L’innovation n’est pas stimulée dans un contexte de contrôle par le haut. Si tout avait été ficelé en haut, le personnel infirmier de l’Abitibi n’aurait pas trouvé de solution à l’enjeu du temps supplémentaire obligatoire. Cette équipe a trouvé un modèle qui correspondait à sa réalité, et ce, pour la plus grande satisfaction des patients et du personnel.
Il en va de même au CSSS de Baie-des-Chaleurs, où l’on procède au transfert des connaissances des infirmières d’expérience vers les nouvelles arrivées afin de maintenir le savoir de l’organisation et d’optimiser ainsi sa performance. La réduction de 25 % en formation limitera cette initiative porteuse et inspirante non seulement pour les établissements du CSSS, mais aussi pour toute la communauté.
Cette semaine, le ministre Bachand a manqué une occasion de valoriser les travailleurs de l’État et d’instaurer une culture de performance.

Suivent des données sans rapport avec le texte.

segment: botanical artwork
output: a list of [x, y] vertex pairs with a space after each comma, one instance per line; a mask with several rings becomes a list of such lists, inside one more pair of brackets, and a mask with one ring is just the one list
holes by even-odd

Il avait la chance de mobiliser les employés et de donner un nouveau souffle à une fonction publique qui en a bien besoin. Si au bilan, l’objectif financier est atteint, l’encadrement à outrance aura eu pour effet d’éteindre les éléments les plus créatifs. La preuve qu’une bonne idée mal exécutée peut avoir des effets néfastes.